There is a reason snake charmers stitch shut the mouths of their performers so only their tongues can flicker in and out through a narrow opening. She'd forgotten how quickly this one could strike.
One booted foot shifts and leaves a messy trail in the snow, her legs spread to evenly distribute her weight between them when she moves her arm into a position that she can use to lever her body upright. It's when she sees the pistol being leveled with her that she hesitates, the pause punctuated by a very distinct hitch in her shallow breathing.
Gun trained squarely on Eileen's brow, Feng squeezes the trigger once — that's really all it takes to send his message.
The flick of his wrist at the last moment that sends the bullet grazing past her head to impact on the concrete behind her is just as much of a message — I should have. He watches her in quiet silence, and then like a snake slithers backwards with dark eyes trained on her prone form, gun held out and steps creeping away from her. He knows better than to leave a wounded animal at his back, but where normally he would not have left Eileen living there, Dreyfus' plan requires something of a more personal touch.
Besides, it's not Ruskin he wants anyway, but her father.

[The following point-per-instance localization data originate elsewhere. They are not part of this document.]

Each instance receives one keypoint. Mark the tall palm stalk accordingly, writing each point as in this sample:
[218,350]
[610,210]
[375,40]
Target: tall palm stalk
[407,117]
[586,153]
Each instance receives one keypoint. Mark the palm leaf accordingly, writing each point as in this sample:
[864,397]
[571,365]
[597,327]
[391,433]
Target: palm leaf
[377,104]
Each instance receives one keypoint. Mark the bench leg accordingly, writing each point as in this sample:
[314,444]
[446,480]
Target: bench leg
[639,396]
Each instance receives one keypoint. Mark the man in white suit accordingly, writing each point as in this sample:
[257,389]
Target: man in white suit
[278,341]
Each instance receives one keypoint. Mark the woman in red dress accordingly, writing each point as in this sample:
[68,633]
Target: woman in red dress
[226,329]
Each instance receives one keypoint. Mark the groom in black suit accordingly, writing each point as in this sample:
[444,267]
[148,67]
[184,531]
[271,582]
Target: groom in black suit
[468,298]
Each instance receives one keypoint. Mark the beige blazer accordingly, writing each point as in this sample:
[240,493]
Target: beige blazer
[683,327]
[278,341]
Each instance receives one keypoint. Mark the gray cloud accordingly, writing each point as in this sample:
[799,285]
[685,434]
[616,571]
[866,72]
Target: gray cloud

Creeping to the edge of the shipping container, Feng trains his stare on Eileen one final time, before slipping sideways out of sight behind its corner. This time she doesn't hear his movement, save for a few distant metal clunks from one of the shipping containers and his route of travel across it.

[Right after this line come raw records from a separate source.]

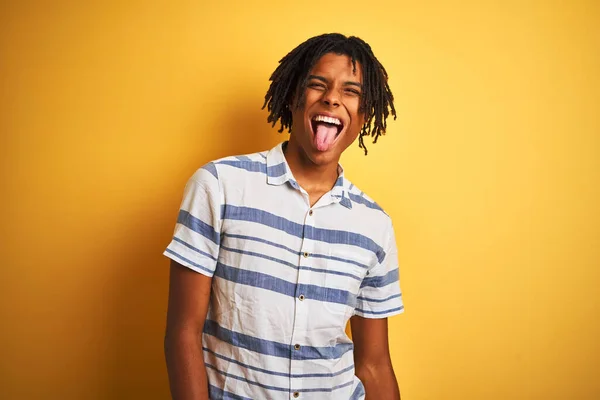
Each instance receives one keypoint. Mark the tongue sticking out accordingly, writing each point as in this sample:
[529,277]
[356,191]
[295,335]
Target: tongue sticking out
[324,136]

Cutting through the fog coming off the water, Eileen can see the three-beat pulse of a boat light, perhaps what scared Feng away to begin with; Raith's on time, as always. Today's one of the days he could have been served better by being early.
On time is still better than late, and even if early would have been better, Raith is likely still a wonderful sight to see as the Remnant's sleek (if aging) cigarette boat comes coasting up to the docks, the twin motors spooling down to idle as the vessel's pilot, perhaps recognizing the comic value of it, throws a pair of true-to-life lassos as if he were wrangling cattle instead of docking a boat. Spotting Eileen on the ground, or who is presumably Eileen, clearly does not sit well with him, because when he comes springing out onto the dock properly, he immediately drops to one knee, shouldering a loaded MP5. When nothing adverse happens, he hurries over to Eileen as if it were an emergency and kneels down next to her. "Can you walk?" he asks. Apparently, 'Are you okay?' or 'What happened?' can wait until after they're out in the water.
Eileen is up on her elbows by the time Raith is crouching beside her. She makes an affirmative sound at the back of her throat, drapes one arm around his shoulders and makes a tight fist that clutches at the front of his coat. A short snort clears her nose of some of the blood that has accumulated in her nostrils, followed by the rougher, scratchier sound of her scrubbing her sleeve across her face to wipe it away.
A swelling mouth makes it difficult for her lips to form the shapes that make words when she adds her voice to them. She doesn't bother with a verbal response. Gives a sharp nod of her head instead.
With Eileen's arm 'round his shoulders, Raith helps her up to her feet, although he does little more to help her along than to steady her as necessary: The height difference means either she must constantly hop or he must strain his back if he is to support her weight. Fortunately, the boat is not far, and climbing down into it is not difficult. Mind the machine gun, Eily. It's there in case of Coast Guard, really thick fog, and Aquaman.
"Get the back rope, please," Raith says as he takes care of the one mooring the boat's nose more or less in place, "And one, two, three, push." Away from the dock, Raith throws the engines into reverse until they are clear of the structure and turned around right, and then they are speeding off into the night at a neck breaking twenty miles per hour.
Because even when you're a badass vigilante terrorist, safety always comes first.